Brian must be concerned that others will follow the Spiders’ example. This would be drastic for those of us who inhabit Programmeworld (not the name of the shop, that’s Almondvale Programmes) but not necessarily the end of the world. All the programmes that have ever been produced by all the clubs thus far would only increase in desirability and mystique. If that’s even possible.

I have programme dreams, also programme nightmares. The recurring nightmare is of a flood turning my street into a raging river, sweeping up my worldly goods. The house also contains an expensive bicycle, an extensive amount of prog-rock and a wife and three kids but I only seem concerned about the programmes floating past – there goes the one for the 1973 Drybrough Cup final, those staples will be really rusty now – aagh!

The recurring dream is that I complete my collection but this is also a nightmare because what would I do then? That’s why there are currently three collections on the go, with the scope for more. The main one is Hibs in the 1960s/70s. I’m also fascinated by shock Rangers defeats, especially when there’s a hint of complacency, even triumphalism, in the matchday notes. My newest obsession is Christmas Day football and I love it when the programmes barely acknowledge the day, don’t even stick a sprig of holly or dollop of snow on the club crest.

Queen’s Park loom large. I recently acquired the programme for an old League Cup section tie Hibs played at Hampden en route to winning the trophy. It’s only taken me 41 years to get that one. And, while I have the programme for QP’s Christmas Day game in 1971 against Berwick Rangers, a memento from the equally sacrilegious 25 December encounter with Albion Rovers six years previously continues to elude me.

Programmes aren’t just football history, they’re social history. Next to any old hippy’s account of 1967 – the happenings, the freak-outs, all that free love – I’d want to stick an Airdrie programme from that year with its front-page ad for the Tip Top Restaurant’s unbeatable high teas.

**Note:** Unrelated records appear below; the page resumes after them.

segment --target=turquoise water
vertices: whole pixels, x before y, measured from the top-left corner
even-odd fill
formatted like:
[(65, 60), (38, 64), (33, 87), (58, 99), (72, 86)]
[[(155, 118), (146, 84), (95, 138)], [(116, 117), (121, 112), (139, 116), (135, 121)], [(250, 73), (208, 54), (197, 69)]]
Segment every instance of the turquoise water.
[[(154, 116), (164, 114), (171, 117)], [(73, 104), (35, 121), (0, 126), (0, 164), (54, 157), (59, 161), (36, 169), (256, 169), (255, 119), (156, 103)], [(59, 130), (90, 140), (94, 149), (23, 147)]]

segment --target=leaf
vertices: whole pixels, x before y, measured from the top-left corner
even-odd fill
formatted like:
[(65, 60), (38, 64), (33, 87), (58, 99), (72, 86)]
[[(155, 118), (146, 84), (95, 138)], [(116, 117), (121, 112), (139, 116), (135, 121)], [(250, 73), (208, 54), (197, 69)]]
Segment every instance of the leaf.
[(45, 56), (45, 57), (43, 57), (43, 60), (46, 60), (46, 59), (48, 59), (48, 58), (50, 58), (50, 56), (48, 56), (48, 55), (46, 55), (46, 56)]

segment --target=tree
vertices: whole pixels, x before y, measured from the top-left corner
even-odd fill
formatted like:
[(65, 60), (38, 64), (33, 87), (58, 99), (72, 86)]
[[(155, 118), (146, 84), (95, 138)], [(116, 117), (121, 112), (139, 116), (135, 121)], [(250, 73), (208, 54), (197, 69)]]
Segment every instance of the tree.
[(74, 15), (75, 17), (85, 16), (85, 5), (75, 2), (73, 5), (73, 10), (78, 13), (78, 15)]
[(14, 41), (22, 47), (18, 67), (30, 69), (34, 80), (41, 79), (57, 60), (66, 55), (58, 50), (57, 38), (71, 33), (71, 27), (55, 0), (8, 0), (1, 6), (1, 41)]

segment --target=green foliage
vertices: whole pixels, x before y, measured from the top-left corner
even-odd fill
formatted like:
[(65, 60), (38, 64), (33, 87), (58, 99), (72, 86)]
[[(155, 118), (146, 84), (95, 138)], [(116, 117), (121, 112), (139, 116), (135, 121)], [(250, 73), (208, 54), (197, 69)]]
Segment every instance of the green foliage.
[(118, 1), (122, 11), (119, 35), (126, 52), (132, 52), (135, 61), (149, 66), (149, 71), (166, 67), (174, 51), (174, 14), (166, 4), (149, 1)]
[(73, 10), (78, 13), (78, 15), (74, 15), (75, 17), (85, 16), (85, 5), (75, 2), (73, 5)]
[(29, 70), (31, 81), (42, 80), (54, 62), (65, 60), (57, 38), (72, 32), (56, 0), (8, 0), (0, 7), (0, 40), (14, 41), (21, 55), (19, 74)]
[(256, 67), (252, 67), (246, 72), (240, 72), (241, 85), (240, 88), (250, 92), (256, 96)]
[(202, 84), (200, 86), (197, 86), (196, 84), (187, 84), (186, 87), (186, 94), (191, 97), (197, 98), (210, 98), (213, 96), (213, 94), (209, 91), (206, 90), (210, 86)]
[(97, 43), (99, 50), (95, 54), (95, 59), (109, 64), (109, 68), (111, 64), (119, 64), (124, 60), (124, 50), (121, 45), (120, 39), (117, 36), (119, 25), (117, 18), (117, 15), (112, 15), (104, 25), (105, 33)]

And Queen’s Park’s programmes are – were – among the loveliest.

From just the half-dozen I own you get a real sense of this eccentric, special club in the congrats offered to players who’ve completed their accountancy degrees or taken up teaching posts at Hutchesons’ Grammar School. Far from parochial, there are quirky tales about refs in Peru producing knives to settle pitch rammies. And a 1968 programme contains an account of the Hampden fire of that year that’s completely gripping.

The old ground survived but now these vital parchments haven’t. I know that lots of things in life exist online now, but football programmes shouldn’t.